Do Things That Scare You


I don’t carrot all if you think I look funny – I’m doing NOGood here people!

I am from Kentucky. The word “Kentucky” fills me with warm feelings, feelings of love and community, and feelings of complete wholeness. Kentucky was and still is my home, and leaving it is one of the scariest things I have ever done.

During my senior year at Lindsey Wilson College, tucked away in little ol’ Columbia, Kentucky, it became clear to me that I could stay in Kentucky and easily find a job, be near family, and continue to hear the southern accents that make me feel so welcome and at home. But I looked around and saw that there was so much need in Kentucky, and I just didn’t know how to fill that need. So I started looking for something to make me better and stronger so I might be able to help my ol’ Kentucky home.

I applied to the Newman’s Own Foundation Fellowship program. An opportunity to not only live somewhere new, but to learn about and contribute to a non-profit organization.
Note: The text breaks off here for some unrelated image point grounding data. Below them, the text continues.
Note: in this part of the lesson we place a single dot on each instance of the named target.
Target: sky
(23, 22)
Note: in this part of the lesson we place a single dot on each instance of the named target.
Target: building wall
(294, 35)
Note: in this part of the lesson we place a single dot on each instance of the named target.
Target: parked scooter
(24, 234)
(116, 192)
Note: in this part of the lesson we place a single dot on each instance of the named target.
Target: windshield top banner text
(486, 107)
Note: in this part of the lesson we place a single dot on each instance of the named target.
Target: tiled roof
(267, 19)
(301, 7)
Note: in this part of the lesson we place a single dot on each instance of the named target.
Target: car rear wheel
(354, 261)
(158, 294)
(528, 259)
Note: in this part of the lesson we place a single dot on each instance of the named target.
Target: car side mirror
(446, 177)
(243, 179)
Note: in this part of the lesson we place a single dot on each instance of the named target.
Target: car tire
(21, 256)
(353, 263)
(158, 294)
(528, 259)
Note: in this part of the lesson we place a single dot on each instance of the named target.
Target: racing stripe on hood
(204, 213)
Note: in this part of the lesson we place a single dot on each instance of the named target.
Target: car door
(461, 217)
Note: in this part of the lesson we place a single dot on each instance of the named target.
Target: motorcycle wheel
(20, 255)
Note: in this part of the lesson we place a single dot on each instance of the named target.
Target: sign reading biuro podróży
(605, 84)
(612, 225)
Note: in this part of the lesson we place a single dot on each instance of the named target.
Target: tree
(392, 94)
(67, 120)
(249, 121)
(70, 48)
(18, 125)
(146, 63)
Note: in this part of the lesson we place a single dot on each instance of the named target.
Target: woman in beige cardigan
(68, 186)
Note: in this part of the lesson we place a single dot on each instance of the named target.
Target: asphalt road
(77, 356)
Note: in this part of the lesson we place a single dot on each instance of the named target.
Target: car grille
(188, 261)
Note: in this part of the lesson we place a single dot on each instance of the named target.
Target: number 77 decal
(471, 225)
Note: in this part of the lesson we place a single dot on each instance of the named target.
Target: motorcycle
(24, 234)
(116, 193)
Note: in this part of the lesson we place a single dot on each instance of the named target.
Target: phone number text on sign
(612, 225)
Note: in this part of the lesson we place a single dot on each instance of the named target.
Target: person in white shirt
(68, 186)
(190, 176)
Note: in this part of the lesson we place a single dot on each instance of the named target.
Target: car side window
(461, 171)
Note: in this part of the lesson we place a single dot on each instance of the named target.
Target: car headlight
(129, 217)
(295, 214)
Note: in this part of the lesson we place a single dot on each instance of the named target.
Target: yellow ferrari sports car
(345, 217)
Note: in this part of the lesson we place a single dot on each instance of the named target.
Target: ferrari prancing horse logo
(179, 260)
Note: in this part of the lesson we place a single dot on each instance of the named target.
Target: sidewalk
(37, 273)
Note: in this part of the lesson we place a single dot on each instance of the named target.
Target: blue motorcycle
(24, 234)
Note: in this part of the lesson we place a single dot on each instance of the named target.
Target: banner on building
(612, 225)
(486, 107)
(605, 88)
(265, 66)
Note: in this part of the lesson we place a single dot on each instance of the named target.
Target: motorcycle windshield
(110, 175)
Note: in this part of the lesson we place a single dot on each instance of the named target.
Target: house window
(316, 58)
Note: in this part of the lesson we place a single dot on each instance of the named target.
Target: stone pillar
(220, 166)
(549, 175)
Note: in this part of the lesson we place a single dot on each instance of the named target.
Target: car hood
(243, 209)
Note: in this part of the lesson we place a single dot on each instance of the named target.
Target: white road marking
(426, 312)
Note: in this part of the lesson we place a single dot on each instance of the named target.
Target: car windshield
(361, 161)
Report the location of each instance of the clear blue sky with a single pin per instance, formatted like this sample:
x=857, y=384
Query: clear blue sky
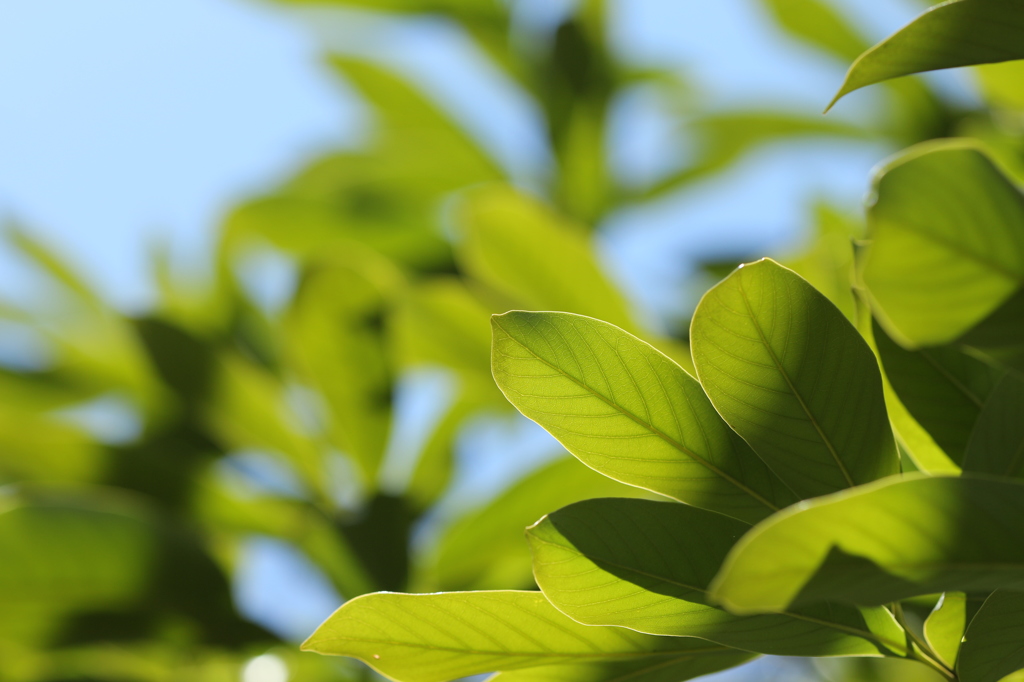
x=123, y=123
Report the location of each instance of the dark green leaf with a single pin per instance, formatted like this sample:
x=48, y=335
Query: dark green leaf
x=991, y=646
x=945, y=225
x=629, y=412
x=791, y=375
x=646, y=565
x=997, y=442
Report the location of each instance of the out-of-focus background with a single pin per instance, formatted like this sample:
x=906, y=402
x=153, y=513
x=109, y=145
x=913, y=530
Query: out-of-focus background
x=250, y=253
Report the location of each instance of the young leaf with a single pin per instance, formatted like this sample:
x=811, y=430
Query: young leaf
x=448, y=635
x=945, y=625
x=991, y=647
x=941, y=387
x=958, y=33
x=945, y=225
x=881, y=543
x=791, y=375
x=997, y=442
x=646, y=565
x=629, y=412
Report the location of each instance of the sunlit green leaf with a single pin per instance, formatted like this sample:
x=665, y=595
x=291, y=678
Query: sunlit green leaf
x=795, y=379
x=957, y=33
x=443, y=636
x=629, y=412
x=943, y=388
x=991, y=647
x=945, y=225
x=646, y=565
x=484, y=549
x=881, y=543
x=536, y=257
x=944, y=627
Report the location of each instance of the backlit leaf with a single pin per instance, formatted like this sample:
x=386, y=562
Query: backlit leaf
x=791, y=375
x=629, y=412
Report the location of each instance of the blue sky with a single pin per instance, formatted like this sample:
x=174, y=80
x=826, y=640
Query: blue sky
x=124, y=124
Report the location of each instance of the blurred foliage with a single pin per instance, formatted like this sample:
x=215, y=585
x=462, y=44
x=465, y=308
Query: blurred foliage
x=117, y=551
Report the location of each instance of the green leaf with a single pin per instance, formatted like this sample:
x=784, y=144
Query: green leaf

An in-depth application and interview process later, I was placed in Washington, D.C. working for the National Farm to School Network as the Network and Partnerships Fellow. I love it, but it also scares me.

Everyday I feel so lucky to be able to walk past monuments on my way to work. Living in D.C. never felt like a realistic dream. D.C. always felt like an untouchable city far away from home, suitable only for a weekend visit. Yet here I am in a Fellowship I only dreamed of getting, living in the largest city I have ever lived in, meeting people from all over the country, traveling the East Coast to visit with other Fellows, attending events and concerts, walking more than I have ever walked before, working with some of the most intelligent people in the country, casually seeing Senators at the places I visit, and doing more work than I ever did in college. I love it, but it also scares me.

I am working a full time job for the first time in my life. From networking events to outreach across the country, everything feels new and sometime complicated. My days consist of research, phone calls, coordinating, networking, writing, interviewing, compelling, learning, and inspiring. Working at the National Farm to School Network, or any non-profit for that matter, passionate people are working as hard as they can to serve their people. Sometimes that means working late and sometimes that means wearing a carrot suit in front of the capital for a photo op. Our work is never ending because there will always be more people in need. I love it, but it also scares me.

For the first time in my life, I am 100% my own responsibility. I pay big bills, make serious decisions about savings and finances, cook food for every single meal, stick to a bed time, make myself work out, make myself read more, make myself get up early, take care of myself when I’m sick, remind myself to call my grandparents, make sure to keep up with old friends, challenge myself to make new friends, take time to recharge, and so on. The responsibilities are endless and the number of reminders I have in my phone are concerning. But I think I am doing a pretty good job of “adulting,” as the young people say. And as it turns out I love it, but it also scares me.

I think people will find that after being in school for 16 years, the transition into a new life can be very daunting and at times, a bit scary. (Luckily, this Fellowship has lowered that fear by giving me a community of Fellows and lots of support.) The amount of personal growth that someone can experience is astounding, but often comes at the expense of their own comfort and feelings of security. Growing up is scary. Figuring out what’s next is scary. The challenge is exciting, but I am telling you right now, I am scared and unsure of how this will all play out.

Being scared can be a hinderance. I get that. But over the last two and a half months, I have found that being scared brought out an inner strength in myself that I did not know existed before this. As time goes on, what once was fear turns into confidence. Fear of not being good enough in my work has grown into confidence and pride in what I do. Fear of being alone has grown into the confidence that has allowed me to feel comfortable attending a show or concert alone, often meeting new people along the way. Fear of not connecting with my cohort and coworkers has turned into friendships I did not see coming. Fear of involvement has turned into my attendance at numerous protests and rallies. Fear of being away from my Kentucky community has helped me find a new community to invest in while I am away. Fear of leaving home has turned into an assured feeling that I made the right decision.

Sometimes I miss my family so much that it hurts and sometimes I feel very alone and sometimes I still feel insecure about my work. This life I live is not perfect or without flaws, but I love it, despite the fact that sometimes it scares me. I know that as long as I keep pushing and allowing for this discomfort to yield growth, everything will turn out just fine. Now, I just have to keep doing things that scare me until I am fearless.

Hannah McCandless – NOF Fellow at National Farm to School Network, Washington D.C.

Featured photo is of me in my all-natural carrot habitat!